Regresar
DESCARGAR CAPITULO

DOS ESPADAS Y UNA PLUMA DE ÁNGEL Cap. 18


Debido a su condición de la familia más poderosa y amigo cercano del Rey Sabio, el duque de Madison también vivía en una gran habitación cerca de las cámaras reales. Dado que estaba a cargo de la vigilancia de toda la familia real en el Día de la Fundación Nacional, probablemente se quedaría en el palacio real hasta el final de la fiesta. Los rumores ya se habían extendido por todo el palacio real de que muchas mujeres aristocráticas estarían aprovechando esta oportunidad de entrar en su habitación. Sin embargo, como dijeron los dos reyes, no era del tipo que mostraba o expresaba su interés en las mujeres.

River también se quedó en otra habitación conectada a la gran habitación del duque. Ellen nunca había estado allí todavía, pero lo dijo. Ella tenía un poco de curiosidad sobre cómo sería la habitación de River, pero se abstuvo de preguntar, ya que tenía miedo de que la llevara por el tipo de apego.

Los guardias que custodiaban la habitación eran los soldados privados del duque.

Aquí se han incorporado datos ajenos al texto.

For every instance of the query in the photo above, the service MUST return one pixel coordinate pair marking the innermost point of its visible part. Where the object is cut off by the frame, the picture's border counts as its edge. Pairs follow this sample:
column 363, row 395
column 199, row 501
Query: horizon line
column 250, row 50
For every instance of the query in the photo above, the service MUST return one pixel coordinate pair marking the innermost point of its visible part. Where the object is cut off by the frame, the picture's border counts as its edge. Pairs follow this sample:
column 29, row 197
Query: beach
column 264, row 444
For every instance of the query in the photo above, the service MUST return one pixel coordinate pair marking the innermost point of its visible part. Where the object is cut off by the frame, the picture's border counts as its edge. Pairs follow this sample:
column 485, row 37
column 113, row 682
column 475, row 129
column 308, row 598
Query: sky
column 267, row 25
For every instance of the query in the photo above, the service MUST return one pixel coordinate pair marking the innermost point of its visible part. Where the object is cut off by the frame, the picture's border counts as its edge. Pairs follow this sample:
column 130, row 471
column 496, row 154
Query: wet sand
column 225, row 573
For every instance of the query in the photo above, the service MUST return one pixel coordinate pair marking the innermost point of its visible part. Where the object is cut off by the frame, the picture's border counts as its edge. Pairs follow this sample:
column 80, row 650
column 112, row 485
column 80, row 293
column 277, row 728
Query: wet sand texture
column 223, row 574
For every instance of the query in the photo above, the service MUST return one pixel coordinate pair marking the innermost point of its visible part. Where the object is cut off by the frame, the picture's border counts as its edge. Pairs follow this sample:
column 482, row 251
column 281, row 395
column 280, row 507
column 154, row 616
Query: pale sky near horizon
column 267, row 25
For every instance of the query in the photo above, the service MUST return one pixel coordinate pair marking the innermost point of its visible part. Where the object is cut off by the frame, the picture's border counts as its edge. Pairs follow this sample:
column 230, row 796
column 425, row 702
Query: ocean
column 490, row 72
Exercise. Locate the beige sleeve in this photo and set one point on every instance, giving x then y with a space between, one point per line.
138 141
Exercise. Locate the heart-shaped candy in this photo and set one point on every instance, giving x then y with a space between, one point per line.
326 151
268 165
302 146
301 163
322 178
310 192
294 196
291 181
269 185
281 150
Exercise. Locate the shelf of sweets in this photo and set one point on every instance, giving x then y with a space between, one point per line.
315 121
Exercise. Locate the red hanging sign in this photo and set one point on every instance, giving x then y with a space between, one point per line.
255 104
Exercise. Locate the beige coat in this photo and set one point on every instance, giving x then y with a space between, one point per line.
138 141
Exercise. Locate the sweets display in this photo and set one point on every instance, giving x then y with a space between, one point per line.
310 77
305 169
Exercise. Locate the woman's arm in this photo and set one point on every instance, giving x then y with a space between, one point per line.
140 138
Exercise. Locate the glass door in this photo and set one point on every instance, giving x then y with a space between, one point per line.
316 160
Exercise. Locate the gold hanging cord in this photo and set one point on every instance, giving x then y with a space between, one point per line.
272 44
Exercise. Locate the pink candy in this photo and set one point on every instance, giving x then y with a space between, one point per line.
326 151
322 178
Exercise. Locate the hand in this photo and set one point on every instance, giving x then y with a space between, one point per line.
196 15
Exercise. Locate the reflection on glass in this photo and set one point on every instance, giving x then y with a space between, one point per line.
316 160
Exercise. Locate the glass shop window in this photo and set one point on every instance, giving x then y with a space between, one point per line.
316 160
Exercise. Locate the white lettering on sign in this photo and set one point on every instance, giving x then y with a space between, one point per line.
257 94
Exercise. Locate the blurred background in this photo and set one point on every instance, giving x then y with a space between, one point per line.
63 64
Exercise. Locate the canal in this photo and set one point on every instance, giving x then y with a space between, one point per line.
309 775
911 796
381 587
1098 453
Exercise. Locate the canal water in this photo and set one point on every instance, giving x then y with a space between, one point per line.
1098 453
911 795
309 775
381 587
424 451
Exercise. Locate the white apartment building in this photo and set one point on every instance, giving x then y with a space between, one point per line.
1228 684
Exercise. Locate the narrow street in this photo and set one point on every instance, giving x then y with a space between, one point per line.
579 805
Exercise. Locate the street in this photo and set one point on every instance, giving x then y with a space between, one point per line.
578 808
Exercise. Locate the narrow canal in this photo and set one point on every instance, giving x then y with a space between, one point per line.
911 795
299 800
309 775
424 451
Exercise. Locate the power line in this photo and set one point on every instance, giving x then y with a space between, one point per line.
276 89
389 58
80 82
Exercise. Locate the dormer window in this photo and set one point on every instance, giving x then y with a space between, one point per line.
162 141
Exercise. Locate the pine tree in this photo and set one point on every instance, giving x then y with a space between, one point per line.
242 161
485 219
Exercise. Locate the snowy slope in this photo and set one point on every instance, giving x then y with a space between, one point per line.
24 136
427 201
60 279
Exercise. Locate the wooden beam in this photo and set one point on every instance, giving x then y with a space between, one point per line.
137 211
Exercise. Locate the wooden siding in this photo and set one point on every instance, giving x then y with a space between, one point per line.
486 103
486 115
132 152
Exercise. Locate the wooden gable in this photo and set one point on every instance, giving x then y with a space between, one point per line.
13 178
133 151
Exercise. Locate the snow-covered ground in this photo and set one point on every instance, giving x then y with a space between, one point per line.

No la miraron con el ceño fruncido o una mirada de sorpresa, y simplemente inclinaron la cabeza y le preguntaron cuál era su negocio.

“Estoy aquí para discutir con el duque sobre el aniversario de la fundación. Soy Ellen, la criada de la Reina.

Un soldado abrió la puerta, cambió las palabras con alguien dentro, y un momento después abrió la puerta más en arra para que ella entrara. Ellen entró con cuidado. La sirvienta, que estaba en el pasillo dentro de la entrada, la guió cortésmente a la habitación. Cuando el criado abrió la puerta, el duque de Madison estaba sentado a la mesa en el salón que era casi tan amplio como las cámaras de la familia real. En cuanto la vio, se puso de pie.

– Lady Ellen.

– Duke.

Ellen dobló la rodilla en reverencia. Oyó que la sirvienta cerró la puerta detrás de ella. Ella no se enfrentaba a ningún peligro de estar sola con el duque, pero de alguna manera estaba nerviosa.

“Ven y siéntate”.

La voz del duque de Madison era más baja y más fría que la de River. Ellen se mordió los labios, se adelantó cuidadosamente y se sentó en la silla. El duque también se sentó y la miró. Ellen rápidamente bajó los ojos para no parecer grosera.

Fue realmente sorprendente que los hermanos se vieran tan parecidos, pero por otro lado, también eran tan diferentes. River no parecía tener ninguna preocupación, pero el duque de Madison parecía soportar todas las cargas del mundo. Por supuesto, ser duque llegó con grandes responsabilidades. Aún Así...

A medida que el silencio se alargaba, Ellen dudó y habló cuidadosamente.

“Su Majestad dijo que has decidido hacer mi vestido.”

Los ojos del duque no apartaron la mirada de ella. Él seguía mirándola, como si estuviera esperando algo o tratando de encontrar algo, y luego asintió.

“Mi hermano parece estar muy interesado en ti”.

Ellen parpadeó por un momento y luego se sonrojó tan pronto como ella entendió lo que dijo. Jesús, el duque lo sabe. El duque sabía de su relación... no, ¿es eso incluso una relación? Un asunto, y un breve incidente en los pasillos del palacio real. ¿Podría incluso llamarlo un “asunto”? Ella no sabía cómo definirlo. Ella ni siquiera estaba segura de si su relación podría llamarse una “relación”.

Pero ella pudo ver rápidamente por qué el duque se preocupaba por eso. Ella respondió con una pequeña voz con la cabeza hacia abajo.

“Nunca he soñado demasiado. No tienes que preocuparte. No le estoy pidiendo a Lord River nada que pueda ser un problema o un problema ... "

“Mi hermano no me habla de sus aventuras de una noche. Cuando me habla de ti, significa que está seriamente interesado”.

Ellen, un poco sorprendida, miró al duque. A diferencia de los ojos del río, que se convierten en lagos de invierno, mares tormentosos, cielos despejados y todo tipo de colores, los ojos del duque siempre siguen siendo el color de un lago de invierno congelado. Tiene un tranquilo pero inmutable frío.

“Como hija del conde de Cornes del Sur, no le falta. Mi hermano no tiene título, pero estaba pensando en darle una tierra si se casara. Eso sería suficiente para ganarse la vida. Y puedes pensar en el vestido como un regalo de mi parte. Incluso si llegaras a nuestra familia, no me opondría a ello como te has imaginado”.